Mean Median Mode using SQL and DAX

,

Introduction

In this article, I'm going to introduce the basics of the Statistical Functions - Mean, Median and Mode and how can these be calculated using SQL and DAX. The mean, median and mode are the three most widely used kinds of "averages" in statistics. I think these are very common and you're likely to encounter one or all of these in any statistical inference while working or performing some kind of data analysis.

Let's get started and understand the concepts within.

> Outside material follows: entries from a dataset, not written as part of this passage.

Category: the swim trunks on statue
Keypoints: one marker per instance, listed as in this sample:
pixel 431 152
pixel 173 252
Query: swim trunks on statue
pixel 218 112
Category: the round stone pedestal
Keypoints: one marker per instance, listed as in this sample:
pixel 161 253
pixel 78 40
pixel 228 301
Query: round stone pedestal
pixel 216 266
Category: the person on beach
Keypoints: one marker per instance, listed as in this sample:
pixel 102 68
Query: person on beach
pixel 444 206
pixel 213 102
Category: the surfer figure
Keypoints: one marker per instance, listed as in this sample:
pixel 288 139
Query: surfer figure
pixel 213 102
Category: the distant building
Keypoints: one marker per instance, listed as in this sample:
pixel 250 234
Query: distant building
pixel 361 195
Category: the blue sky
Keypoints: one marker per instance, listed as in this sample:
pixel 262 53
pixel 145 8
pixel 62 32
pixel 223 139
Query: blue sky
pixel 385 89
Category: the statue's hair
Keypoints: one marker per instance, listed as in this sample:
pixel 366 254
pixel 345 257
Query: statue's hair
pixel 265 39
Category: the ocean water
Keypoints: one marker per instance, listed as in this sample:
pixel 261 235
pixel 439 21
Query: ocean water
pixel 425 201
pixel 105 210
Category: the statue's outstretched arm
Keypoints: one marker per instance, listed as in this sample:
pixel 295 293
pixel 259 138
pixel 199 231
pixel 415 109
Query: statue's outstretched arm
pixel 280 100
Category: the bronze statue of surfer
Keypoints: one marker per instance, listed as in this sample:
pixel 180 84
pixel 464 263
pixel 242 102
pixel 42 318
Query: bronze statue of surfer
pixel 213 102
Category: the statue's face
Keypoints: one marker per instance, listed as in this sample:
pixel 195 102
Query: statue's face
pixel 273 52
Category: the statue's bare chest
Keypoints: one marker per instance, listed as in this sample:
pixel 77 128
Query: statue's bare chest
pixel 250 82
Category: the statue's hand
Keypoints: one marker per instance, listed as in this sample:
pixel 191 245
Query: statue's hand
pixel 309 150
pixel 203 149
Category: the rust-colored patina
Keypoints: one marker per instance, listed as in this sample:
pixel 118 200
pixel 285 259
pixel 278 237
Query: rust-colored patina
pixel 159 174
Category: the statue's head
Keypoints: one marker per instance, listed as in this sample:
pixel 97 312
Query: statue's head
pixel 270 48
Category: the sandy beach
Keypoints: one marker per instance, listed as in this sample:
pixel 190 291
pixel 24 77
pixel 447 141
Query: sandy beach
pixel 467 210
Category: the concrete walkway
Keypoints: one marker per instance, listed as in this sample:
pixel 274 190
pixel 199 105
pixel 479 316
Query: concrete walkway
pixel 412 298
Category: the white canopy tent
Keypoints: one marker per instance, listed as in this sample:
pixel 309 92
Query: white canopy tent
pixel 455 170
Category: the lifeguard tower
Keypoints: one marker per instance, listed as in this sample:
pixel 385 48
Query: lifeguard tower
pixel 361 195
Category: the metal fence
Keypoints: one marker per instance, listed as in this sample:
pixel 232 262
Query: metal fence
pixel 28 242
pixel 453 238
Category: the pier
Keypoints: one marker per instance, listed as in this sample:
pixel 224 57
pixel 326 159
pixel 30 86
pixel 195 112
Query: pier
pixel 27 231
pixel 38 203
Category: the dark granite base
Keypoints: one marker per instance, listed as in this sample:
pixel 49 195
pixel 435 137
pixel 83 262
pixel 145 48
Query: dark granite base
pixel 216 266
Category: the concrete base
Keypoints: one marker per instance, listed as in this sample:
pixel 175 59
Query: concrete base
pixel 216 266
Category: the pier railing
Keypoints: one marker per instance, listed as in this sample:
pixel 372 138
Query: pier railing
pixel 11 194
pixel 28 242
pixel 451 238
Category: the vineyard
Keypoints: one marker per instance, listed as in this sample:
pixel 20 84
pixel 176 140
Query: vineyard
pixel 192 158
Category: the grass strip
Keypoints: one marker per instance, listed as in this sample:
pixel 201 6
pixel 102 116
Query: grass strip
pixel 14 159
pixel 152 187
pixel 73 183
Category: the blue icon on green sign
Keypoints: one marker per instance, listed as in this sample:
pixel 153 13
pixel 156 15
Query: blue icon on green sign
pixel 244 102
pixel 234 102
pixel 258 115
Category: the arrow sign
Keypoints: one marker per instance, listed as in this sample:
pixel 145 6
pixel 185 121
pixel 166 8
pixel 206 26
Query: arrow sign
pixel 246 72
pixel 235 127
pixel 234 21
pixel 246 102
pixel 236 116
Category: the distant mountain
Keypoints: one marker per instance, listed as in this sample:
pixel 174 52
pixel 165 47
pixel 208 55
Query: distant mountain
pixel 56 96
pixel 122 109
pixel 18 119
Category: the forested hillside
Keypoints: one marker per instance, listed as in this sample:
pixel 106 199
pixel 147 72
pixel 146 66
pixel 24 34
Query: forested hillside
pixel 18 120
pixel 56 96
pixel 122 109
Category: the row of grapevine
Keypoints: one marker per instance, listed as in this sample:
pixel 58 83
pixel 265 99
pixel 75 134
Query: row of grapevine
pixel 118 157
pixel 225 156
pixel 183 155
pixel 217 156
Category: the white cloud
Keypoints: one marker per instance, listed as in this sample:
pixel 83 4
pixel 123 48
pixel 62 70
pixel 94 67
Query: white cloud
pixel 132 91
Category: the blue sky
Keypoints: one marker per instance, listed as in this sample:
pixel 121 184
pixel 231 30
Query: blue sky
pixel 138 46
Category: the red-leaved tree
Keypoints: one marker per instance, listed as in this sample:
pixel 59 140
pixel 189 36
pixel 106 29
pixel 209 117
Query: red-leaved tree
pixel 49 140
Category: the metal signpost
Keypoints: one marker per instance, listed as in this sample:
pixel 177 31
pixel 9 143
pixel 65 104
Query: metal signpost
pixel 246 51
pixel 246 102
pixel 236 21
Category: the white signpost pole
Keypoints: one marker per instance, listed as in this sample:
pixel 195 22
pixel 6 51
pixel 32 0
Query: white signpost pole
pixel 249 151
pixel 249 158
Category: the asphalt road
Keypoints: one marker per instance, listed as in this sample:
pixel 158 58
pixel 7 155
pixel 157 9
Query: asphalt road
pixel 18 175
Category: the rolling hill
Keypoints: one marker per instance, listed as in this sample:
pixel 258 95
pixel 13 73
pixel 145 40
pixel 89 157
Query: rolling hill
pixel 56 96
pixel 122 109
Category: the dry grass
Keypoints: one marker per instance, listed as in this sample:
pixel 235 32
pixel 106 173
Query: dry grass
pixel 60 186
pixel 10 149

In this tutorial, I will consider the following series and calculate all the averages based on this only.

Series = 2, 8, 4 ,6, 2, 2

Mean

The mean is also known as the average of all the numbers in a given series. It is calculated by adding up all the data points in the series and then dividing those by the total number of data points.

The mathematical formula for mean is denoted as follows:

Fig 1 - Mean formula

For example, let us calculate the mean of Series. When we add these values we obtain (2 + 8 + 4 + 6 + 2 + 2) = 24. Since the number of data points is 6 in this case, the mean is calculated as 24/ 6 = 4.

Thus, the mean of the Series is 4.

Median

Median is calculated by ordering all the data points from the series in ascending order and then picking out the middle data point from it. If there are two middle data points, then the median will be calculated as the mean of those two numbers.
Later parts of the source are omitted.